AzureMachineLearningFileSystem does not work with user Entra authentication #37089

Open cecheta opened 2 months ago

cecheta commented 2 months ago

Describe the bug When trying to access a data asset using Microsoft Entra authentication, AzureMachineLearningFileSystem is unable to authenticate when running locally.

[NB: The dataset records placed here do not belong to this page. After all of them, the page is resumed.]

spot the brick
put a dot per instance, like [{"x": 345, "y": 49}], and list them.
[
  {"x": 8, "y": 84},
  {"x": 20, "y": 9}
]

To Reproduce Steps to reproduce the behavior:

  1. Create Machine Learning workspace
    • Ensure that "Identity-based access" is enabled for the storage account

image

  1. Assign "Storage Blob Data Contributor" role for the storage account to the current user
  2. In Azure ML, create a data asset using the workspaceblobstore datastore
  3. Copy the Datastore URI
  4. Locally, run pip install azureml-fsspec azure-ai-ml
  5. Run the following script locally, replacing <DATASTORE_URI>
from azureml.fsspec import AzureMachineLearningFileSystem

file_system = AzureMachineLearningFileSystem("<DATASTORE_URI>")

print(file_system.ls("/"))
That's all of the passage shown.